Tetsuo Handa <penguin-kernel@xxxxxxxxxxxxxxxxxxx> · Fri, 17 Apr 2020 22:03:56 +0900

On 2020/04/17 20:57, Yafang Shao wrote:
>>>>> I justed worried that the user may complain it if too many
>>>>> oom_kill_process callbacks are suppressed.
>>>>
>>>> This can be a real concern indeed.
>>
>> I'm proposing automated ratelimiting of dump_tasks() at
>> http://lkml.kernel.org/r/1563360901-8277-1-git-send-email-penguin-kernel@xxxxxxxxxxxxxxxxxxx .
>> I believe that automated ratelimiting of dump_tasks() remains necessary
>> even after printk() became asynchronous.
>>
> 
> Thanks for your information.
> I haven't read your proposal carefully, but take a first glance I
> think it would be a useful improvement.
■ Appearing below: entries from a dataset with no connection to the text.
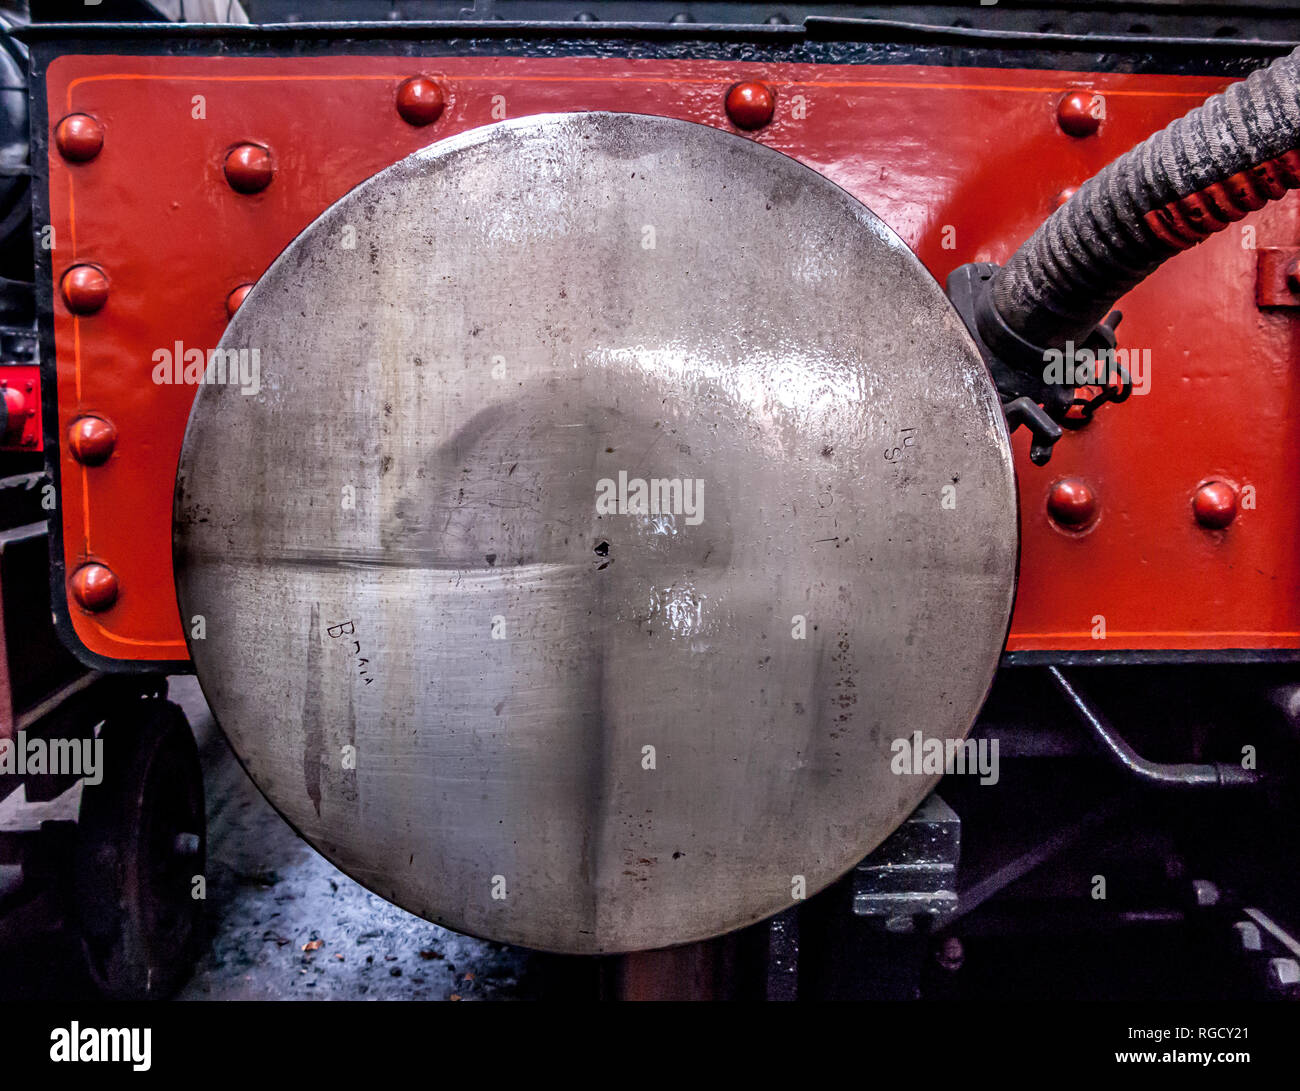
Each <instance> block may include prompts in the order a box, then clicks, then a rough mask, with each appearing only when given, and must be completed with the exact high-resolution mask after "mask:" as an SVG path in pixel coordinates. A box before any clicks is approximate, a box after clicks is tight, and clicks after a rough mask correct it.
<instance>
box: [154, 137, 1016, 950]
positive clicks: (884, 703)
mask: <svg viewBox="0 0 1300 1091" xmlns="http://www.w3.org/2000/svg"><path fill="white" fill-rule="evenodd" d="M221 347H222V350H224V352H225V356H224V358H221V359H220V360H217V361H216V363H217V364H225V365H226V375H225V377H224V380H225V381H221V380H222V376H221V375H220V373H218V372H217V369H216V368H214V367H211V365H209V373H208V380H209V381H208V382H207V384H205V385H204V386H203V389H201V391H200V394H199V398H198V401H196V403H195V408H194V414H192V416H191V420H190V427H188V432H187V433H186V441H185V449H183V453H182V456H181V468H179V480H178V492H177V497H178V498H177V512H175V559H177V572H178V577H177V579H178V593H179V601H181V607H182V618H183V619H185V623H186V628H187V631H190V633H191V644H190V650H191V654H192V657H194V661H195V666H196V668H198V672H199V677H200V680H201V683H203V688H204V692H205V693H207V696H208V698H209V701H211V703H212V707H213V711H214V713H216V715H217V719H218V722H220V723H221V726H222V727H224V730H225V731H226V733H227V736H229V737H230V741H231V744H233V745H234V748H235V750H237V753H238V754H239V757H240V758H242V759H243V762H244V765H246V767H247V769H248V771H250V772H251V774H252V776H253V779H255V780H256V782H257V784H259V785H260V787H261V789H263V791H264V792H265V793H266V796H268V797H269V798H270V800H272V802H274V805H276V806H277V808H278V809H279V810H281V813H282V814H283V815H285V817H286V818H287V819H289V821H290V822H291V823H292V824H294V826H295V827H296V828H298V830H299V831H300V832H302V834H303V836H305V837H307V840H308V841H311V843H312V844H313V845H315V847H316V848H318V849H320V850H321V852H322V853H324V854H325V856H328V857H329V858H330V860H331V861H334V862H335V863H338V865H339V866H341V867H342V869H343V870H346V871H347V873H348V874H351V875H354V876H355V878H357V879H359V880H360V882H363V883H365V884H367V886H368V887H370V888H372V889H374V891H377V892H378V893H381V895H383V896H385V897H389V899H391V900H393V901H395V902H398V904H399V905H403V906H406V908H408V909H411V910H412V912H415V913H419V914H421V915H424V917H426V918H429V919H433V921H438V922H441V923H445V925H448V926H451V927H454V928H459V930H461V931H467V932H472V934H478V935H485V936H490V938H494V939H498V940H503V941H510V943H520V944H526V945H530V947H538V948H546V949H554V951H567V952H611V951H628V949H638V948H651V947H658V945H664V944H673V943H684V941H688V940H697V939H702V938H706V936H710V935H715V934H719V932H723V931H727V930H731V928H735V927H737V926H741V925H746V923H750V922H753V921H758V919H761V918H763V917H766V915H768V914H771V913H775V912H777V910H780V909H783V908H785V906H788V905H790V904H792V902H793V901H794V900H797V899H798V897H801V896H805V895H811V893H814V892H815V891H818V889H819V888H822V887H824V886H826V884H827V883H829V882H831V880H833V879H835V878H836V876H839V875H842V874H844V873H845V871H846V870H848V869H849V867H852V866H853V865H854V863H857V862H858V861H859V860H861V858H862V857H863V856H865V854H866V853H867V852H870V850H871V849H872V848H874V847H875V845H876V844H878V843H879V841H880V840H881V839H883V837H884V836H885V835H888V834H889V832H891V831H892V830H893V828H896V827H897V826H898V823H900V822H901V821H902V819H904V818H905V817H906V815H907V814H909V813H910V811H911V810H913V808H914V806H915V805H917V804H918V802H919V801H920V800H922V797H924V795H926V793H927V792H928V791H930V789H931V787H932V785H933V782H935V780H936V776H935V775H933V774H920V772H917V774H906V772H898V771H896V770H897V769H898V762H896V761H893V759H894V756H896V746H894V743H896V740H909V743H910V741H911V740H913V733H914V732H917V731H920V732H923V735H924V737H926V739H940V740H946V739H959V737H962V736H963V735H965V733H966V731H967V730H969V727H970V724H971V720H972V719H974V716H975V713H976V710H978V707H979V705H980V702H982V700H983V697H984V694H985V690H987V687H988V684H989V681H991V677H992V674H993V670H995V666H996V663H997V658H998V653H1000V650H1001V648H1002V642H1004V638H1005V636H1006V628H1008V619H1009V615H1010V609H1011V598H1013V590H1014V579H1015V558H1017V521H1015V499H1014V490H1013V471H1011V459H1010V450H1009V443H1008V437H1006V430H1005V428H1004V423H1002V416H1001V412H1000V407H998V402H997V397H996V394H995V391H993V388H992V385H991V382H989V380H988V376H987V373H985V371H984V367H983V364H982V363H980V360H979V358H978V355H976V352H975V348H974V346H972V345H971V342H970V339H969V338H967V334H966V332H965V329H963V326H962V324H961V320H959V319H958V317H957V315H956V313H954V312H953V309H952V308H950V307H949V304H948V302H946V300H945V298H944V296H943V294H941V291H940V289H939V286H937V285H936V283H935V282H933V281H932V280H931V277H930V276H928V274H927V273H926V272H924V269H923V268H922V265H920V264H919V261H918V260H917V259H915V256H914V255H913V254H911V252H910V251H909V250H907V248H906V247H905V246H904V244H902V243H901V242H900V241H898V238H897V237H896V235H894V234H893V233H892V231H891V230H889V229H888V228H885V226H884V225H883V224H881V222H880V221H879V220H876V218H875V216H872V215H871V212H868V211H867V209H866V208H865V207H863V205H862V204H859V203H858V202H857V200H854V199H853V198H850V196H849V195H848V194H845V192H844V191H842V190H840V189H837V187H836V186H835V185H832V183H831V182H828V181H827V179H826V178H823V177H822V176H819V174H816V173H815V172H813V170H810V169H809V168H806V166H802V165H801V164H798V163H796V161H794V160H790V159H788V157H785V156H783V155H780V153H779V152H775V151H772V150H770V148H766V147H763V146H761V144H758V143H754V142H751V140H748V139H744V138H740V137H736V135H731V134H727V133H722V131H718V130H714V129H708V127H703V126H698V125H690V124H686V122H680V121H672V120H667V118H659V117H643V116H632V114H615V113H588V114H563V116H541V117H532V118H525V120H521V121H512V122H506V124H502V125H495V126H490V127H485V129H480V130H476V131H472V133H468V134H465V135H463V137H458V138H454V139H450V140H445V142H442V143H438V144H433V146H432V147H429V148H426V150H425V151H421V152H419V153H416V155H413V156H411V157H408V159H406V160H403V161H402V163H399V164H396V165H395V166H393V168H390V169H387V170H383V172H382V173H380V174H377V176H374V177H373V178H370V179H369V181H368V182H365V183H364V185H361V186H359V187H357V189H356V190H354V191H352V192H350V194H348V195H347V196H346V198H343V199H342V200H339V202H338V203H337V204H335V205H334V207H333V208H330V209H329V211H328V212H325V215H322V216H321V217H320V218H318V220H317V221H316V222H315V224H312V226H311V228H309V229H308V230H305V231H304V233H303V234H302V235H300V237H299V238H298V239H296V241H295V242H294V243H292V244H291V246H290V247H289V248H287V250H286V251H285V252H283V255H282V256H281V257H279V259H278V260H277V261H276V264H274V265H273V267H272V268H270V270H269V272H268V273H266V274H265V277H263V280H261V281H260V282H259V283H257V286H256V287H255V289H253V290H252V293H251V294H250V295H248V298H247V299H246V300H244V303H243V306H240V308H239V311H238V312H237V315H235V316H234V319H233V321H231V324H230V328H229V330H227V333H226V337H225V338H224V341H222V346H221ZM240 361H242V368H240ZM199 615H201V618H203V627H201V632H203V638H201V640H198V638H192V636H194V632H195V620H194V619H195V618H198V616H199ZM892 765H893V769H892Z"/></svg>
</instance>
Thank you. That patch alone avoids just RCU stall. But
https://lkml.kernel.org/r/7de2310d-afbd-e616-e83a-d75103b986c6@xxxxxxxxxxxxxxxxxxx and
https://lkml.kernel.org/r/57be50b2-a97a-e559-e4bd-10d923895f83@xxxxxxxxxxxxxxxxxxx
referenced from that thread allows defer printing of OOM victim candidates. And

>>> Yes, printk being too sync is the real issue. If the printk an be
>>> async, then we don't need to worry about it at all.
>>
>> I strongly disagree. dump_tasks() will needlessly fill printk() log buffer
>> (and potentially loose other kernel messages due to buffer full / disk full).
>>
> 
> Yup, printk() log buffer will be a issue if the console is too slow.
> After the printk() is implemented as async, I thinks it is worth to do
> some optimization.

my suggestion is to offload printing of OOM victim candidates to a workqueue context.
Then, even after printk() became asynchronous, that workqueue waits for completion of
printing to consoles for each OOM victim candidate. This way, only dump_tasks() where
dumping of past OOM-killer invocations has not completed will suppress dump_tasks()
 from later OOM-killer invocations in a way duplicated OOM victims won't be reported
for many times (and also saves printk() log buffer / disk space).

I need real world reports (like your report)...